Google Research found that reasoning models perform better on simple factual questions that don’t need step-by-step logic, and their new paper explains why. Using Gemini 2.5 Flash, Gemini 2.5 Pro, and Qwen3-32B with reasoning toggled on and off, they identified two mechanisms. First, a computational buffer effect: the model uses generated reasoning tokens to perform hidden-state computation regardless of what those tokens actually say. Replacing real reasoning traces with repeated “Let me think.” filler still boosted accuracy from 20.6% to 26.2% on SimpleQA. Second, factual priming: the model recalls related facts during reasoning that act as a semantic bridge to the correct answer, similar to how recalling the first nine kings of Nepal helps recall the tenth. Extracting just the facts from reasoning traces and feeding them back as context (with reasoning off) recovered most of the performance gains, confirming the facts themselves do the work.
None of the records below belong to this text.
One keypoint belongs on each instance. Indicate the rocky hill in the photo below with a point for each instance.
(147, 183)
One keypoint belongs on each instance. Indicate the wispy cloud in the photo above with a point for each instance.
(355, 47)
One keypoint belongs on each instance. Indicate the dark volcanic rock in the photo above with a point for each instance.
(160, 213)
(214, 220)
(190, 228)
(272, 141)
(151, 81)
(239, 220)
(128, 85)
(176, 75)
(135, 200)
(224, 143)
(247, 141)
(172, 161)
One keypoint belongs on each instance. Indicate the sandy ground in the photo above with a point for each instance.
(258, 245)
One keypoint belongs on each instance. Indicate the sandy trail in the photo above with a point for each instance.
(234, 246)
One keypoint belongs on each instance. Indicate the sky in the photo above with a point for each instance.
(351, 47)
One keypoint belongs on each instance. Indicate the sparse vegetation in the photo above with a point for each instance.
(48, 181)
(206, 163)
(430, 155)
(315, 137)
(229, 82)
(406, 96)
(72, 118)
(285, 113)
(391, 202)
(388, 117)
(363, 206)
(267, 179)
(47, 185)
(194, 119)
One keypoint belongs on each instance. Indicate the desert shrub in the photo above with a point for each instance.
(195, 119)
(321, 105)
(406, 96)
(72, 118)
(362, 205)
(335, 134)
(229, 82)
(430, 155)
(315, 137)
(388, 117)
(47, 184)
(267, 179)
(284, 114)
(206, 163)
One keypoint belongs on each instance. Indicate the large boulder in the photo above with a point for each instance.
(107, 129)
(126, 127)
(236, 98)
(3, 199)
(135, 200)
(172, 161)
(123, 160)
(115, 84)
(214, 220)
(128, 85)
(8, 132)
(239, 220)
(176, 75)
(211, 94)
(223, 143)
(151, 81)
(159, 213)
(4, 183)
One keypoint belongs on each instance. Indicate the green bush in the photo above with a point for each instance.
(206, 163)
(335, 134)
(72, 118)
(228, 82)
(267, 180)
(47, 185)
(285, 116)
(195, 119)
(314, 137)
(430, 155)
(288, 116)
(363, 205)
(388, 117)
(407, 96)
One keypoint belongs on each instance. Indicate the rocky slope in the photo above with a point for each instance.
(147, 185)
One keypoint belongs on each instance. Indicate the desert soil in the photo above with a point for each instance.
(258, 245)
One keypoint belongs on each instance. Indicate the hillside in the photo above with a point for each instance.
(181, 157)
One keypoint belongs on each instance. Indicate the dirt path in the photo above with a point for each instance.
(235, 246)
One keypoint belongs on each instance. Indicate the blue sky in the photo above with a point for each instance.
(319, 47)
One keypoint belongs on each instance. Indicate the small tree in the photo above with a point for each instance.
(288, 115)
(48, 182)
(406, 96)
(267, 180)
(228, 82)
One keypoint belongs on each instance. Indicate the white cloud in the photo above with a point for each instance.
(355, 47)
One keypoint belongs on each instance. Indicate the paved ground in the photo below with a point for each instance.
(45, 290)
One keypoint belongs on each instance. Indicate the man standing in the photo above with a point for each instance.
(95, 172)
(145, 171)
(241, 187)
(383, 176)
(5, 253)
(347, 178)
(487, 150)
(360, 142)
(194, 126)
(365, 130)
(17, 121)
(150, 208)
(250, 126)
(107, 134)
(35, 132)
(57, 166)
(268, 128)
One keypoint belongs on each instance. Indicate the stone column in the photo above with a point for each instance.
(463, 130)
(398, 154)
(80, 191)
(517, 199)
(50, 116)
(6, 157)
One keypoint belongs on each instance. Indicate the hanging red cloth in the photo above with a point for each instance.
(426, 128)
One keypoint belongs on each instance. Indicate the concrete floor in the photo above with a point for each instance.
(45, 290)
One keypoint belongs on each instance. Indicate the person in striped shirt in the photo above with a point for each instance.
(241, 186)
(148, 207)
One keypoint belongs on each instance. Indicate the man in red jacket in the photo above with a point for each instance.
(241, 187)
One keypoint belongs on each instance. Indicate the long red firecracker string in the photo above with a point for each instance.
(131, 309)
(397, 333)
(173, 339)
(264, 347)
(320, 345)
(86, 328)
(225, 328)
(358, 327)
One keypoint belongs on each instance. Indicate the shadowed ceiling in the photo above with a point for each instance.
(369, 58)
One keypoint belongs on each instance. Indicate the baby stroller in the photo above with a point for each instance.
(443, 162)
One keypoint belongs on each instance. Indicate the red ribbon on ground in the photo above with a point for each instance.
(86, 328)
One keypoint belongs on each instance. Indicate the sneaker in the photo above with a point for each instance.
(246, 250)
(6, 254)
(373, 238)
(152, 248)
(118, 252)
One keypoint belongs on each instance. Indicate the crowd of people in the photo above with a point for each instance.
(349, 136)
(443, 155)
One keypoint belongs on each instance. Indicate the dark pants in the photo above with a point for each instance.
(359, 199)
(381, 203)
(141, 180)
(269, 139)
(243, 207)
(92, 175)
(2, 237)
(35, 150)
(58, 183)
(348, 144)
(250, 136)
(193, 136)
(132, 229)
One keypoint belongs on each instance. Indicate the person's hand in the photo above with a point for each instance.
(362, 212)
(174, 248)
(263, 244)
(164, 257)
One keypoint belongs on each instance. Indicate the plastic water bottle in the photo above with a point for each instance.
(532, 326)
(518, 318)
The catch is serious. When the model hallucinates facts during reasoning, those wrong facts poison the final answer. On SimpleQA, 41.4% of reasoning traces with all-correct intermediate facts produced right answers, versus only 26.4% for traces containing hallucinated facts. The same pattern held on EntityQuestions: 71.1% correct with clean traces, 32.2% with hallucinated ones. Filtering for hallucination-free traces at inference time improved accuracy by up to 12.2%, pointing toward a practical fix.
This reframes what chain-of-thought actually does. For simple factual questions, the benefit isn’t logical decomposition, it’s giving the model more computation cycles and a chance to self-prime its own memory. It also means reasoning isn’t just occasionally unreliable: there’s a specific mechanism where bad intermediate steps actively make the final output worse.
Sources:
- Thinking to Recall: How Reasoning Unlocks Parametric Knowledge in LLMs (arXiv)
- HuggingFace Paper Page (#2 Paper of the Day, March 11)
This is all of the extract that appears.